00:09:09.280 Now, considering data from the FBI, over 90% of known murderers are male. But let’s be real for a second. A study published 15 years ago by Christy Klein and Sarah Hodges at the University of Oregon explored what’s known as 'empathic accuracy'—the ability to infer others’ feelings and thoughts without being them but understanding them. The initial studies showed no difference between men and women, but later studies suggested women were more empathically accurate. This shift happened once participants were asked to rate how accurately they thought they understood the emotions of others. Women had been socialized to see empathy as more integral to their sense of self, prompting them to try harder.
00:10:03.560 The study introduced an interesting new variable: people were incentivized for correct answers, leading to higher performance from both men and women when money was at stake. This raises an interesting thought: as software developers, aren’t we already being paid to practice empathy? Furthermore, as humans, we’re inherently expected to be empathetic. It’s not a gender thing; it’s a human quality. To say you’ll never learn empathy is just as self-defeating as saying you can’t succeed in math.
00:10:44.760 I want to pivot for a moment. Rats don't enjoy swimming; they can swim for days if needed but will always choose not to swim given the option. Researchers from Kwan Gakuin University in Japan conducted a study on empathy among rats. They discovered that when a soaked rat was placed with a dry rat, the dry rat would quickly figure out how to open a door to help its soaked friend. Interestingly, when they switched roles, those rats who had previously experienced being soaked were faster to help others in distress, demonstrating empathy even when there was no reward expecting them to assist their friend.
00:11:35.160 This behavior shows that empathy isn't just a human quality; it's inherent to many species, including rats. If they are built for it, it's a strong indicator that we are too. To put it another way, if a developer feels too busy coding to worry about empathy, it might simply mean they are less emotionally intelligent than a rat. The reality is that empathy is learnable, and, because we are wired for it, embracing empathy is less about learning and more about unlearning what blocks us from connection.

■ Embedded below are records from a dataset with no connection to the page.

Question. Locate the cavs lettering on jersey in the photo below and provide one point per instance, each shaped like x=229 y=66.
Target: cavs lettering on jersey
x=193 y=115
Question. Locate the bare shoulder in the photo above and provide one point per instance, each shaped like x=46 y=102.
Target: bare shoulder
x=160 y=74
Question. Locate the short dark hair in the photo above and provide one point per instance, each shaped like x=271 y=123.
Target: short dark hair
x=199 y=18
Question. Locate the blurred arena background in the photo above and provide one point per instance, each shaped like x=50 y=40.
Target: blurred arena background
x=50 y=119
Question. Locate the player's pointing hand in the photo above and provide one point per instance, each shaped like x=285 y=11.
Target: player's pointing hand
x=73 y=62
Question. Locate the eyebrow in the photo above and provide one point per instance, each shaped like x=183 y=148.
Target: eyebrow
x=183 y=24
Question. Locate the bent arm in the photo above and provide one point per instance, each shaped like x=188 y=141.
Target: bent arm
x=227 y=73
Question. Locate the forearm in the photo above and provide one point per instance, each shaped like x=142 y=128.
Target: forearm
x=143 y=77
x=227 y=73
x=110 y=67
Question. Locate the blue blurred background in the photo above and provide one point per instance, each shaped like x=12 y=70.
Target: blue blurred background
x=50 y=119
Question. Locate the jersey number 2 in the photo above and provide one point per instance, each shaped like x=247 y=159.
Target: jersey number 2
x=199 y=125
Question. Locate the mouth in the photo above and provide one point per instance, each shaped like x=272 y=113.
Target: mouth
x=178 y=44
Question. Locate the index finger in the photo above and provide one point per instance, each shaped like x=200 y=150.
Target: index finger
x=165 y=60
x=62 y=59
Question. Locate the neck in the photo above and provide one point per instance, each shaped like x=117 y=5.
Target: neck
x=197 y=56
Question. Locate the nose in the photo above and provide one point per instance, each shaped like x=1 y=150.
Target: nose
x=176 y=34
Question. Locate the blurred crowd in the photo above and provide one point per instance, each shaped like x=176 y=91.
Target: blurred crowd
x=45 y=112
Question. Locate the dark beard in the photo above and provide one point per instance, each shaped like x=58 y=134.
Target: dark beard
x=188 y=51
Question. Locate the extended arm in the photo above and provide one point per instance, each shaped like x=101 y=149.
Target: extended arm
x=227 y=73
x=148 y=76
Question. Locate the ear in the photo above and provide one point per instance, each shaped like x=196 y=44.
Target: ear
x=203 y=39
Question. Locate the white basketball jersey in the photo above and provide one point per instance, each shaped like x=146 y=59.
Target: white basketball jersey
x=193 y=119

00:12:10.320 Here are three ideas for you to practice. First, recognize that we often act like we're the stars of our own reality shows and everyone else is just an extra. In reality, we are among approximately 7.4 billion people, and every person has their story. Strike up a conversation with a stranger at least once a week. This small effort will help shift the focus from yourself to others.

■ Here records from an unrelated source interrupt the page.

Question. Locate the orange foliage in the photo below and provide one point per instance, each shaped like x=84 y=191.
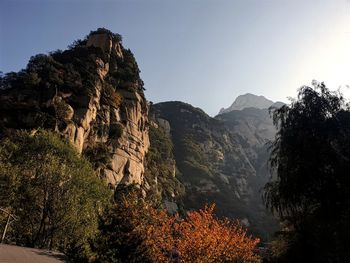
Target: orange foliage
x=203 y=238
x=199 y=238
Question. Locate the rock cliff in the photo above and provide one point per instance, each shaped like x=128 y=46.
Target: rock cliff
x=250 y=101
x=91 y=94
x=222 y=160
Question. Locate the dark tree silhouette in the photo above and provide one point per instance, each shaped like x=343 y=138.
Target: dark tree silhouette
x=311 y=194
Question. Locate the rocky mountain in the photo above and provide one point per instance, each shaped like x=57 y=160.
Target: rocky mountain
x=91 y=94
x=251 y=101
x=221 y=160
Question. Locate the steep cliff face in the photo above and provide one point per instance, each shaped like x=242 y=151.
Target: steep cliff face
x=214 y=165
x=222 y=160
x=250 y=101
x=91 y=94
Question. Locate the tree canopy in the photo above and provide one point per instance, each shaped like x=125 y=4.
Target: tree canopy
x=52 y=191
x=311 y=159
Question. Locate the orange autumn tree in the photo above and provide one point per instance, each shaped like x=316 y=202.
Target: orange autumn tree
x=138 y=232
x=204 y=238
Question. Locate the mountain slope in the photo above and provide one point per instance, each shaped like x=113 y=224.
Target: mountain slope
x=91 y=94
x=215 y=164
x=250 y=101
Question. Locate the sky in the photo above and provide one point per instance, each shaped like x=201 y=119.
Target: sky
x=204 y=52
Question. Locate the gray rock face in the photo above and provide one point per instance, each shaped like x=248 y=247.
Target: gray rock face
x=250 y=101
x=93 y=116
x=222 y=160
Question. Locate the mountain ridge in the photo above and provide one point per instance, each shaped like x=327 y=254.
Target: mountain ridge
x=250 y=100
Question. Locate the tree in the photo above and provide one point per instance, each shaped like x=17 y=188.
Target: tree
x=311 y=158
x=53 y=192
x=132 y=230
x=203 y=238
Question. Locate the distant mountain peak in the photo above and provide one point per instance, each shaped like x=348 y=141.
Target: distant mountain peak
x=250 y=100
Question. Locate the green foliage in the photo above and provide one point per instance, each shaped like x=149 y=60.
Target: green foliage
x=53 y=193
x=99 y=155
x=110 y=96
x=311 y=156
x=160 y=166
x=116 y=130
x=119 y=239
x=115 y=37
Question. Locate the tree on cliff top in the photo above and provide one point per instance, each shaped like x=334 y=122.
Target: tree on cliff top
x=311 y=156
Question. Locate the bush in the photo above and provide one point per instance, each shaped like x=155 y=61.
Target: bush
x=53 y=192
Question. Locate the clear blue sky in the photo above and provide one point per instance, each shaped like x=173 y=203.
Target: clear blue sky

00:12:58.080 Second, resist the urge to think about how you will respond while someone else is speaking. Waiting to speak is not genuine listening. Allow for silence; some of the most meaningful discussions arise after a moment of quiet reflects deep thought.
00:13:28.080 Lastly, challenge your assumptions. We often categorize people based on previous experiences, thinking we know what they’ll say or feel. Instead, prepare yourself to be surprised by others. Simply assuming you don't know someone’s perspective will open the door to authentic understanding. Instead of saying, 'I know how you feel,' allow them to share their feelings with you. Remember that it’s a skill that takes practice—you won’t always notice your progress, but trust that you were built for empathy, and you will gradually improve.
00:14:18.160 Thank you all for your time.